How to honour highest repeating give-and-take from a text File inwards Java - Word Count Problem

How to discovery the give-and-take together with their count from a text file is approximately other often asked coding inquiry from Java interviews. The logic to solve this occupation is similar to what nosotros convey seen inward how to discovery duplicate words inward a String. In the outset mensuration you lot demand to construct a give-and-take Map past times reading contents of a text File. This Map should incorporate give-and-take equally a fundamental together with their count equally value. Once you lot convey this Map ready, you lot tin only kind the Map based upon values. If you lot don't know how to kind a Map on values, come across this tutorial first. It volition instruct you lot past times sorting HashMap on values. Now getting fundamental together with value inward sorted should live on easy, but shout out upwardly HashMap doesn't maintain order, thence you lot demand to role a List to decease along the entry inward sorted order. Once you lot got this list, you lot tin only loop over the list together with impress each fundamental together with value from the entry. This way, you lot tin likewise create a tabular array of words together with their count inward decreasing order.  This occupation is sometimes likewise asked equally to impress all give-and-take together with their count inward tabular format.



How to discovery highest repeated give-and-take from a file

Here is the Java computer program to discovery the duplicate give-and-take which has occurred maximum seat out of times inward a file. You tin likewise impress frequency of give-and-take from highest to lowest because you lot convey the Map, which contains give-and-take together with their count inward sorted order. All you lot demand to produce is iterate over each entry of Map and impress the keys together with values.

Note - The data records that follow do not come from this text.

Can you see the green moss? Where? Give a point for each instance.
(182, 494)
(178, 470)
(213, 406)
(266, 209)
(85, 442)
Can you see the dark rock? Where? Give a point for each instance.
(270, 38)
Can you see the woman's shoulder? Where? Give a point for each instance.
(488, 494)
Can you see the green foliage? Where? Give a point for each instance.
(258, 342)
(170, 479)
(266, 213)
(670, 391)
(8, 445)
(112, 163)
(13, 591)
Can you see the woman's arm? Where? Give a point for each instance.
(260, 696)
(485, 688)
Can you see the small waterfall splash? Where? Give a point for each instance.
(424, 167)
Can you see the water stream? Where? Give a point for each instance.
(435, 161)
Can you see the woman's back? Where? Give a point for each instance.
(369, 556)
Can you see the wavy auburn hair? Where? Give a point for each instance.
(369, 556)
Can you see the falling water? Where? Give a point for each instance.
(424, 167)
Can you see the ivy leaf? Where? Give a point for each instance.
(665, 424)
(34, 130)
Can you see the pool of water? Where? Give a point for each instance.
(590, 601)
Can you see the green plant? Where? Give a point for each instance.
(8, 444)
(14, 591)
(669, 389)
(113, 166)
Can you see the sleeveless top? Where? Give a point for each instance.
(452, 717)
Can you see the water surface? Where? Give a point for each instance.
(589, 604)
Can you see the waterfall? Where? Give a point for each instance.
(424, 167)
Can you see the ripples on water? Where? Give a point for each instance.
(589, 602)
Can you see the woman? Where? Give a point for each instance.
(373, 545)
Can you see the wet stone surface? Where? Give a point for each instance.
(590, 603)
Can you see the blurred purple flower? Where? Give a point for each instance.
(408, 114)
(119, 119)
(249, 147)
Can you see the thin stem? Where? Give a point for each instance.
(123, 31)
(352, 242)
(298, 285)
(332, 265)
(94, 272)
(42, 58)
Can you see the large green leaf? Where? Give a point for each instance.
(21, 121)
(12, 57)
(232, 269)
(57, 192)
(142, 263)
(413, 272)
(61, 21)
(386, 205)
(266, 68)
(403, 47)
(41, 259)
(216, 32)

Most of import business office of this solution is sorting all entries. Since Map.Entry doesn't implement the Comparable interface, nosotros demand to write our ain custom Comparator to kind the entries. If you lot expect at my implementation, I am comparison entries on their values because that's what nosotros want. Many programmer says that why non role the LinkedHashMap class? but remember, the LinkedHashMap bird keeps the keys inward sorted order, non the values. So you lot demand this particular Comparator to compare values together with shop them inward List.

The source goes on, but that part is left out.